The case had traveled through the lower courts already. A federal judge and an appeals court had both ruled against Landor on the same grounds the Supreme Court adopted: RLUIPA, they said, simply did not authorize damages suits against individual officials. But the Supreme Court's decision marked a sharp turn from its recent trajectory. In 2020, the justices had ruled that a related statute—the Religious Freedom Restoration Act of 1993—did allow individual damages suits, at least against federal officials. Muslim men placed on the no-fly list because they refused to become FBI informants could hold federal agents financially liable. Why not Landor?

Louisiana's answer was that state prisons are different. The state argued that RLUIPA governs state institutions differently than the other law governs federal ones. When a state accepts federal funding, it agrees to comply with federal rules, but that agreement does not create personal liability for individual employees. The Supreme Court majority accepted this distinction.

Justice Ketanji Brown Jackson dissented, joined by two other liberal justices. She wrote that RLUIPA's entire purpose was to "ensure that state and local prisons respect prisoners' right to religious exercise." But under the majority's logic, she warned, "prisoners like Landor who suffer violations of their religious freedom in state prisons—no matter how blatant—will often be left remediless." A prisoner could have court papers in hand proving his rights, hand them to a guard, and watch that guard destroy them and cut his hair anyway—and have no legal recourse. The law would protect his right in theory while offering no protection in practice.

The ruling sits uneasily with the Supreme Court's recent pattern of expanding religious liberty protections. In recent years, the justices have sided with religious claimants across a range of cases. But this decision, by a 6-3 margin, suggests the court's commitment to religious freedom has limits—particularly when the question is not whether a right exists, but who must pay when it is violated.

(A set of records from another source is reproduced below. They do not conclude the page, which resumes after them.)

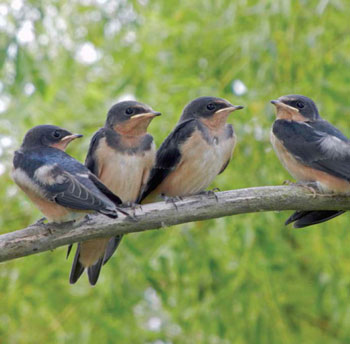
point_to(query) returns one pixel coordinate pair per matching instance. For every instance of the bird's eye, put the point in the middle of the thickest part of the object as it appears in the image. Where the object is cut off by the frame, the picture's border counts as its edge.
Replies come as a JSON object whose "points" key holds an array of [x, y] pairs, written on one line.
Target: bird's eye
{"points": [[210, 106], [129, 111], [56, 134]]}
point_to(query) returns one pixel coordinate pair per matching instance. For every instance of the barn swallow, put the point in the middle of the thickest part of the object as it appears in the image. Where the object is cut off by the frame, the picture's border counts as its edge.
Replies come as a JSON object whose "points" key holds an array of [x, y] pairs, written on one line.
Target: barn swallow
{"points": [[195, 152], [62, 188], [312, 150], [121, 155]]}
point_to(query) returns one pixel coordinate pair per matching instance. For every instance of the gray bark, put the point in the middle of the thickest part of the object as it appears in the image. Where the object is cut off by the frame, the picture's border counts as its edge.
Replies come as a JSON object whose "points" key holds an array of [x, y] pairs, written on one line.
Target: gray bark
{"points": [[39, 238]]}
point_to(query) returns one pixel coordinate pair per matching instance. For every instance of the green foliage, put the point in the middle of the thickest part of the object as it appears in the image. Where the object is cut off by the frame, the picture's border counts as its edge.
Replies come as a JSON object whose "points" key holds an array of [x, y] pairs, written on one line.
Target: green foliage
{"points": [[244, 279]]}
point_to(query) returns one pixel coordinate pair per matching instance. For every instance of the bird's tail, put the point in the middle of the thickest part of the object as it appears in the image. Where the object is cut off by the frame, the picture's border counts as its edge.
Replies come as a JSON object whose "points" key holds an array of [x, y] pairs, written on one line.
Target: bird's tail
{"points": [[92, 255], [77, 267], [308, 218]]}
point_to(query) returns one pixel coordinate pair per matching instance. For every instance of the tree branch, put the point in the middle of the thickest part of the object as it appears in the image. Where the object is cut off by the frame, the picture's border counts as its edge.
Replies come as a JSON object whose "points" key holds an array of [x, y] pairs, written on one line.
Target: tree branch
{"points": [[44, 237]]}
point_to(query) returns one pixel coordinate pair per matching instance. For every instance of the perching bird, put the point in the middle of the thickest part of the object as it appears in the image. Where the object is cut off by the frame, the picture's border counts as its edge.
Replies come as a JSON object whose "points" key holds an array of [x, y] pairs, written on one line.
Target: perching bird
{"points": [[62, 188], [195, 152], [121, 154], [312, 150]]}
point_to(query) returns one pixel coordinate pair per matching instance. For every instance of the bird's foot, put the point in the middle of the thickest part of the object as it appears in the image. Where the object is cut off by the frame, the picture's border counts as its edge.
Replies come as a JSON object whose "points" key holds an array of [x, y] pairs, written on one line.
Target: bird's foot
{"points": [[172, 200], [211, 193], [133, 205], [40, 222], [310, 186]]}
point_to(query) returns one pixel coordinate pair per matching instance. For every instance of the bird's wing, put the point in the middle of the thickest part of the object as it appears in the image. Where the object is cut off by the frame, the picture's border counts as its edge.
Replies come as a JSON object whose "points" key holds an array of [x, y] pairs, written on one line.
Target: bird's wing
{"points": [[168, 155], [72, 191], [316, 144]]}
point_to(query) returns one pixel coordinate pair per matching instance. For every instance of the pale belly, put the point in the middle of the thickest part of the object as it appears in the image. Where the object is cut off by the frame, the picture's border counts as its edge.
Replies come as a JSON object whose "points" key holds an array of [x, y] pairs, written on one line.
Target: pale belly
{"points": [[125, 174], [52, 211], [197, 170], [301, 172]]}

My dreadlocks are a part of me and part of who I am. So when they cut off my hair, they cut off my crown.
— Damon Landor, former inmate
Prisoners like Landor who suffer violations of their religious freedom in state prisons—no matter how blatant—will often be left remediless.
— Justice Ketanji Brown Jackson, dissenting
La Conversación del Hearth Otra perspectiva de la historia
Inventor

Why does it matter whether Landor sues the individual guards versus the state itself?

Model

Because individual officials have no money. The state has resources. If you can only sue the state, the state might settle or pay a judgment. But if you can't sue anyone—because the state has immunity and the individuals can't be sued—then nobody pays. Landor gets nothing.

Inventor

But Congress passed RLUIPA to protect religious freedom in prisons. Didn't they intend for people to have a remedy?

Model

That's Jackson's argument in dissent. She says yes—the whole point was to protect prisoners' rights. But the majority says Congress didn't explicitly say individual officials could be sued for damages. And without explicit language, the Court won't infer it.

Inventor

So the law protects the right but not the person whose right was violated?

Model

Exactly. Landor's right to keep his dreadlocks was real. A court had already said so. But when the right was violated, he had no way to hold anyone accountable. The law exists; the remedy doesn't.

Inventor

Is this surprising given what the Court did in 2020 with the no-fly list case?

Model

Very. In that case, the Court said a similar religious freedom law did allow damages against federal officials. So why not state officials? The majority's answer is that states are different—they have sovereign immunity. But that distinction feels thin when you're the person whose hair was cut.

Inventor

What happens to Landor now?

Model

He's out of prison. His dreadlocks are gone. He has no legal claim. The guards face no consequences. And the next Rastafarian prisoner in Louisiana knows the same thing could happen to them.